Mass transit is a hot issue nowadays, and the masses, including a coalition from Santa Monica, flocked to the MTA Board meeting in downtown Los Angeles on June 26.
Up for discussion and potential adoption was the LRTP (Long Range Transit Plan) of the MTA, which has for months been making the rounds of community meetings to get input from commuters. Elements of the plan include a continuation of projects approved in 2001, such as the building of the Expo Line Light Rail system to the Westside, an Eastside light rail extension, a system for the Wilshire transit corridor (which might be the proposed “subway to the sea”), a North Valley extension of the Orange Line, Gold and Green Line extensions, and highway improvements.
Also on the agenda was adoption of the one-half cent sales tax to benefit transportation (including funding for the Westside subway) that if approved by the Board, will be on the November ballot.

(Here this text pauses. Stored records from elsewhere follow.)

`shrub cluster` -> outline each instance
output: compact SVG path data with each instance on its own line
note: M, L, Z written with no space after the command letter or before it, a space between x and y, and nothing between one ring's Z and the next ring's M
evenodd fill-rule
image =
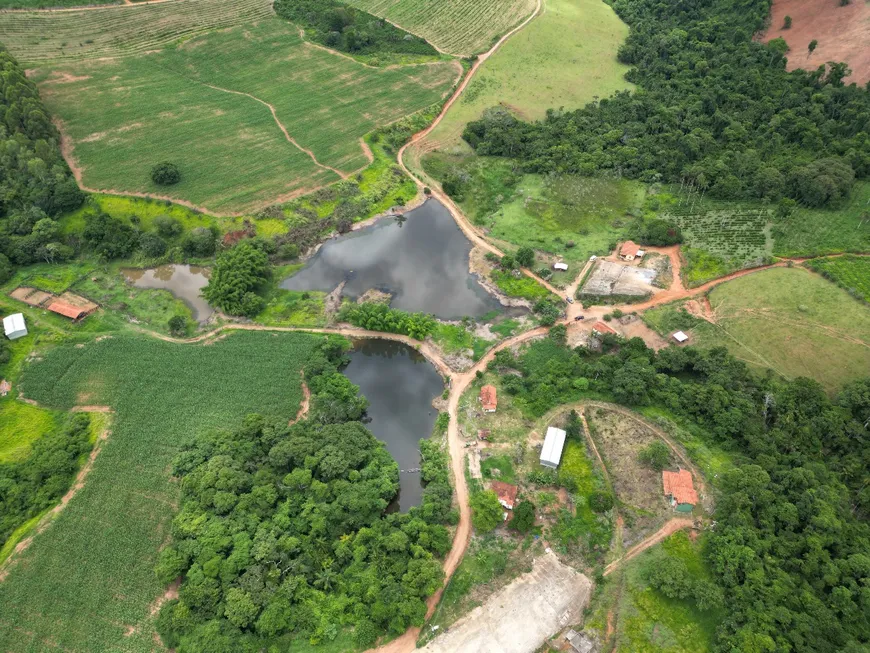
M345 305L339 318L369 331L383 331L423 340L437 324L428 313L407 313L386 304L365 302Z

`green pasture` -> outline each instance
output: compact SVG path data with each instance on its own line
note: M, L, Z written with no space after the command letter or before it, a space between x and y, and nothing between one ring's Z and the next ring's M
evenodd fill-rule
M843 206L795 209L774 224L773 238L777 256L870 252L870 182L857 182Z
M813 378L831 392L867 376L870 308L817 274L763 270L717 286L709 299L715 324L674 304L651 309L644 319L662 335L679 325L693 345L725 346L759 370Z
M0 584L0 648L153 650L149 605L165 589L153 566L178 505L169 465L179 443L252 412L295 415L299 370L316 342L240 332L179 345L119 334L84 347L70 340L30 363L27 397L61 410L108 404L115 416L87 483Z
M543 0L543 13L481 65L427 141L468 151L462 130L490 107L538 120L547 109L574 109L632 88L623 79L628 66L616 60L626 36L628 26L600 0Z

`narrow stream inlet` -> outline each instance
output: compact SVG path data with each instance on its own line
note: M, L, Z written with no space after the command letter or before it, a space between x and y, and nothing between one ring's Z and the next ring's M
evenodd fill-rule
M394 501L405 512L420 505L420 445L432 434L438 411L432 400L444 391L441 375L422 354L389 340L353 341L350 364L344 374L369 400L369 430L387 445L399 463L399 496Z
M288 290L329 292L347 281L344 295L357 299L376 288L391 305L442 319L480 317L502 308L468 271L471 243L437 200L400 218L327 241L294 276Z
M193 319L205 322L214 309L203 299L200 291L208 285L210 270L195 265L161 265L143 270L124 268L124 277L137 288L168 290L190 307Z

Due to the overflow crowd, Board chair Pam O’Connor proposed that the two issues be combined, with public input to be heard on both issues in one 75-minute time slot, followed by Board discussion and possible action.
Coalitions from the South Bay, the East Side, and the Westside spoke, as well as members of the Bus Riders Union, Los Angeles City Council member Bill Rosendahl, and individuals from various areas.
Among those who spoke for Santa Monica were Mayor Herb Katz, who supported the Westside rail plan, saying, “[It] will relieve congestion on the I-10,” and that it “would be an asset” to the area.
Dr. Susan Aminoff, Trustee of Santa Monica College, introduced an SMC student who spoke of the “hope of mobility.” Former Santa Monica Mayor Tony Vasquez described the Expo Line as an “opportunity to connect the Eastside to the Westside.”
Dennis Zane, representing the MoveLA coalition, which is promoting the sales tax, spoke of the need for the tax. “We think this Board is poised between a world of hurt and a world of possibilities.” He urged the Board to get behind the sales tax and the transit plan as proposed.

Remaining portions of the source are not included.